Esse período pandêmico e recluso resultou ao menos em algumas canções autorais que possivelmente irei gravar de alguma maneira, disponibilizá-las nas redes, e sobretudo interpretá-las ao vivo. Por enquanto ainda me sinto um cantautor que por vezes interpreta outros autores também, e que ainda exerce tal profissão de fé calcado no cada vez mais ingrato exercício de se apresentar em público, em meio a um status quo que atorou a condição apreciativa da arte musical enquanto fonograma e enquanto execução em tempo real, ao vivo e presencial. São coisas que eu ainda estou em fase reflexiva, de como agir daqui pra frente. 

Sigo compondo com prazer e como necessidade de expressão humana. Já nem tanto por condição profissional. Se tudo correr como planejei minimamente pra esse ano de 2022, me formo em Licenciatura em Música, e exercerei com mais afinco e estudo o que eu já vinha exercendo vez por outra de modo autodidata, notório saber e feeling, que é outro ingrato e desvalorizado exercício de passar algum conhecimento como professor, docente, orientador, ou seja lá como que for conveniente tachar. Ou seja, meu negócio profissional é quase pautado pelo conceito judaico-cristão de tentar triunfar na base da prática penosa. Hahaha… Brincadeiras e constatações à parte, fato é que a música possibilita vários desdobramentos e disso eu não abro mão. Tem que ter música na jogada. 

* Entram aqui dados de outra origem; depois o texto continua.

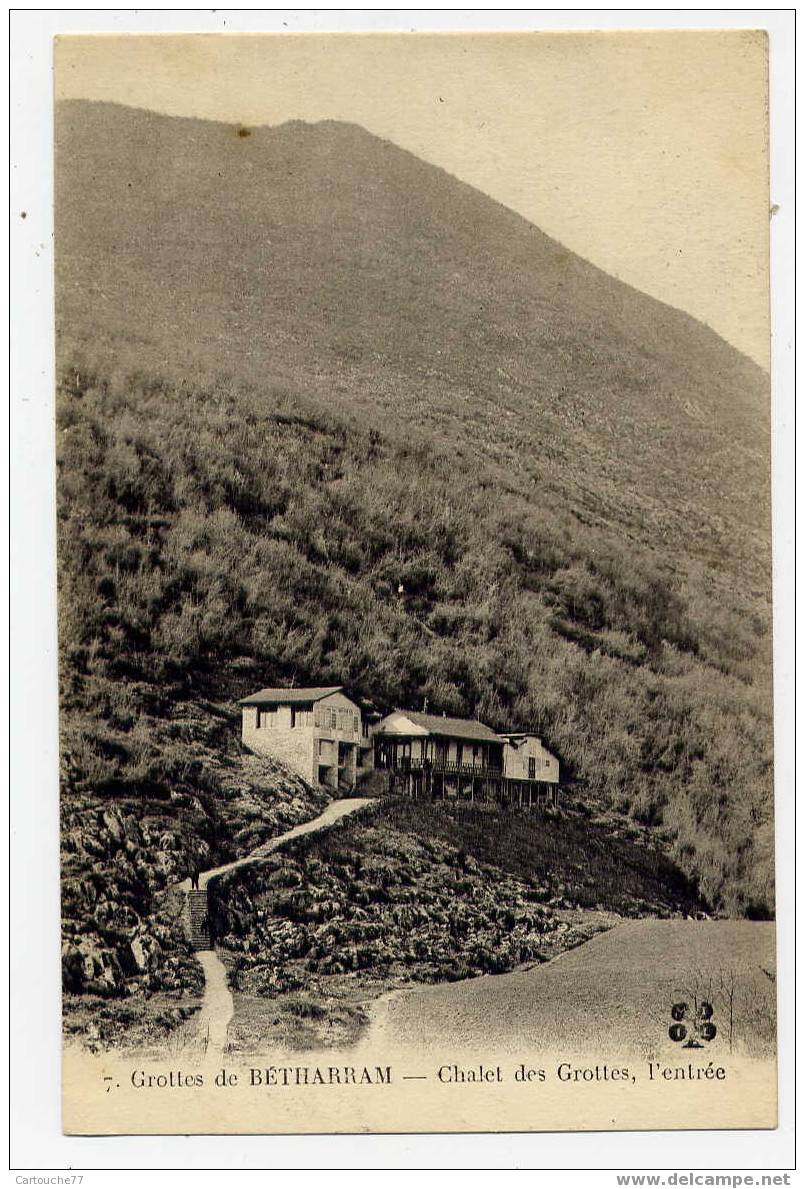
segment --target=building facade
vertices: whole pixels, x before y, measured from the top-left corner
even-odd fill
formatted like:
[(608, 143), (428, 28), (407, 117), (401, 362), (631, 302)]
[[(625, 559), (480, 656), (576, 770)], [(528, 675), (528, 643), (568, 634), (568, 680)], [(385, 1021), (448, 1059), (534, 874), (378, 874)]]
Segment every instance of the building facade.
[(503, 740), (503, 776), (506, 780), (535, 781), (548, 805), (556, 805), (559, 796), (559, 760), (548, 751), (538, 735), (527, 732), (501, 735)]
[(341, 686), (261, 689), (241, 699), (243, 742), (311, 784), (351, 791), (364, 741), (360, 707)]
[(416, 800), (555, 806), (559, 761), (536, 735), (498, 735), (473, 719), (395, 710), (374, 729), (375, 769)]
[(498, 734), (475, 719), (415, 710), (383, 718), (342, 686), (261, 689), (240, 706), (248, 748), (334, 792), (360, 781), (368, 792), (416, 800), (558, 805), (559, 761), (527, 731)]

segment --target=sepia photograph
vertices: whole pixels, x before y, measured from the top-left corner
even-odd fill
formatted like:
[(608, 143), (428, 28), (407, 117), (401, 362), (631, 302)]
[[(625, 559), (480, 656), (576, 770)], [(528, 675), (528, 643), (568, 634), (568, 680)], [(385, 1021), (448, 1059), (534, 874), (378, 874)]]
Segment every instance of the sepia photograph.
[(773, 1128), (764, 31), (54, 44), (64, 1128)]

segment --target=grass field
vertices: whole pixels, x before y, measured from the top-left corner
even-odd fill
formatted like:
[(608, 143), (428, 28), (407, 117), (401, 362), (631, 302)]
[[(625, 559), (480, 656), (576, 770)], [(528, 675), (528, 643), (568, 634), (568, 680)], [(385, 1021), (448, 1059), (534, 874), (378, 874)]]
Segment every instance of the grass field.
[(346, 978), (326, 980), (311, 994), (235, 994), (227, 1049), (239, 1057), (265, 1053), (347, 1048), (365, 1032), (374, 989)]
[(206, 1037), (198, 1028), (201, 996), (177, 992), (119, 1000), (97, 995), (63, 997), (65, 1045), (92, 1053), (117, 1049), (141, 1056), (202, 1056)]
[(714, 1008), (705, 1059), (774, 1052), (774, 925), (629, 921), (524, 972), (404, 992), (376, 1006), (369, 1044), (691, 1059), (673, 1003)]

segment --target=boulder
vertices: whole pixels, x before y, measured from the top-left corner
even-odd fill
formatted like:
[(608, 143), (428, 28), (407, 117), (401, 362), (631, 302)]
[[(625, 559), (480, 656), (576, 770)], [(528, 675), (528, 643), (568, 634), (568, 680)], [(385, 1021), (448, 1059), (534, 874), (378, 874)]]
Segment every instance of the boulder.
[(141, 972), (152, 971), (157, 969), (162, 957), (162, 947), (155, 937), (149, 934), (141, 934), (135, 937), (132, 941), (131, 956), (134, 959), (134, 965)]
[(126, 831), (120, 814), (116, 810), (107, 810), (103, 814), (101, 821), (112, 841), (117, 846), (121, 846), (126, 837)]
[(124, 984), (123, 973), (114, 950), (91, 935), (62, 947), (64, 989), (74, 994), (116, 995)]

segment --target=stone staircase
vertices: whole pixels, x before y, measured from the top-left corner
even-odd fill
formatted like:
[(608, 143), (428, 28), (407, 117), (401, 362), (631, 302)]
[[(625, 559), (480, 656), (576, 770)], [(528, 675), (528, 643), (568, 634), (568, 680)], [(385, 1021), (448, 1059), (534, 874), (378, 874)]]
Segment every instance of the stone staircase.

No mais, sigo compondo e me aprimorando instrumentalmente, socialmente e humanamente. Tentando pelo menos. Ah, inclusive tenho quase um álbum feitinho em parceria com Julio Reny, prestes a ser lapidado e posto na roda, embora esse conceito de álbum esteja defasado. O objetivo é materializar essas canções como forma de obra musical artística até o final do ano, quando muito início de 2023. Quem sabe? 


Cristiano Bastos é autor da biografia Julio Reny – Histórias de Amor & Morte

Oly Jr. tem 6 discos lançados, sendo que dois com Gaspo Harmônica e um com a banda Mendigos da Noite. Acompanha Júlio Reny há 15 anos e com ele gravou o álbum Bola 8, lançado em 2010.